I've got an object that takes the search string you type in, plus these search options, and munges them together to create a Regex object. All the actual searching will be done via this regex. That makes life easier for things like "whole words".

The transformation is interesting, though not terribly difficult, for the most part. "Ignore case" gets passed to the Regex constructor via the RegexOptions enum. "Loose whitespace" involves transforming any whitespace in the search string into \s+. "Regular expressions" passes the string through Regex.Escape(), and "Whole words" sticks a \b at the beginning of the string, and another \b at the end.

Actually, my "whole words" is a little smarter than that. \b matches the boundary between a word character (traditionally meaning "alphanumeric or underscore", but extended in Unicode; see Char.IsLetterOrDigit) and a non-word character. That means that if I'm searching for "TFoo =", and the search changes that to "\bTFoo =\b", the regex will only find cases where there's a non-word character (or the beginning of a line), followed by TFoo, a space, an equal sign, and then a word character (to establish the second word boundary). But our coding standards require another space after that equal sign, not a word character, so that regex will never match. (This is a constant source of frustration when I'm using GExperts grep; I periodically get zero search results because I forgot that "whole words" won't work for a particular search.)

So I don't do the naive "prepend and append \bs", unless you check Strict. In normal "whole words" mode, I only prepend a \b if the search string starts with a word character, and I only append a \b if the search string ends with a word character. Which is generally what I mean when I leave "whole words" checked and then type something like "TFoo =". Obviously I want a word break before the TFoo, but not after the equals. And this will figure that out. It'll be nice to reduce the number of times I cuss out the tool for not returning any results.

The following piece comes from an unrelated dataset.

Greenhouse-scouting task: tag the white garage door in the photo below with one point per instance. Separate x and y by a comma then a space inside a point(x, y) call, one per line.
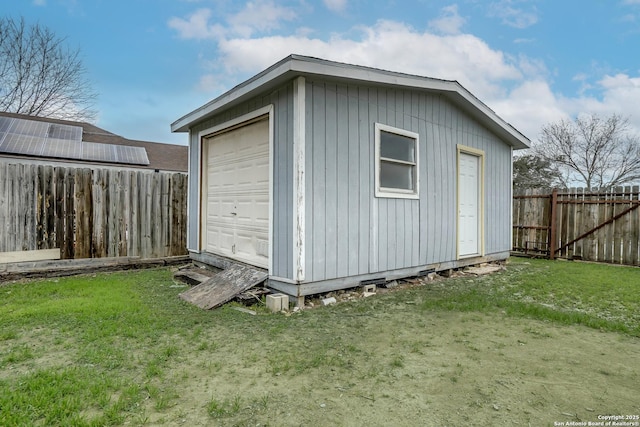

Thing is, this logic doesn't work so well when what you're actually typing is a regex (i.e., if you check "Regular expressions"). If you type in the regex [A-Z]+, and have "whole words" checked, you'd expect to find whole words that are in all caps. (Well, assuming you also uncheck "ignore case".) But my logic sees that the first character is [, which is not a word character, so it doesn't prepend the \b. Same thing with the last character, +; not a word character, so it doesn't append the \b. Net result being, it doesn't do what you expect.

If anyone has any suggestions on how to fix this, let me know. (I'm thinking about disabling "whole words" if you check "regular expressions". I'm not sure I like that, but I'm not sure there's any good way around it without actually parsing the entire regex myself. Character classes, parentheses, alternation... whew. Hey, if you're typing in a regex, you can probably type the \b too.)

The other unusual interaction was between "Regular expressions" and "Loose whitespace". When you uncheck "Regular expressions", the app runs your search string through Regex.Escape, which prepends all the special characters with a backslash so they're not special anymore. But... space characters also get prepended with backslashes. Which makes my job, of finding whitespace and turning it into \s+ (a regex expression meaning "any number of whitespace characters, of any kind, be they spaces or tabs or newlines"), a good bit more difficult. If I leave that extra backslash there, and then change the space after it to \b+, I'll be left with \b+, meaning "a backslash followed by one or more 'b' characters". Not good.

They escape whitespace because whitespace means something special if you specify a particular flag in RegexOptions (IgnorePatternWhitespace). But you normally don't specify that, and so you normally don't need to escape whitespace. I looked for another version of Regex.Escape that covers this "normal" case, but I couldn't find one.

I got around this one by iterating through all the characters in the string, letting whitespace (Char.IsWhiteSpace) pass through untouched, and calling Regex.Escape on each individual non-whitespace character. (Yes, of course I put the results into a StringBuilder.) Once I puzzled out that this was the right way to do it, it works well.

Next step: Write a thread to build the directory list, build the file list, read and parse the files, and check the regexes. Then getting the listview working properly (grumble grumble Microsoft grumble grumble not providing usable drag-and-drop out of the box grumble grumble Delphi has had fully-functional drag-and-drop since v1 grumble grumble). And then I'll probably post an EXE if anyone wants to look at it. (The tool will still have a long way to go, but the very very basics should be at least somewhat usable.)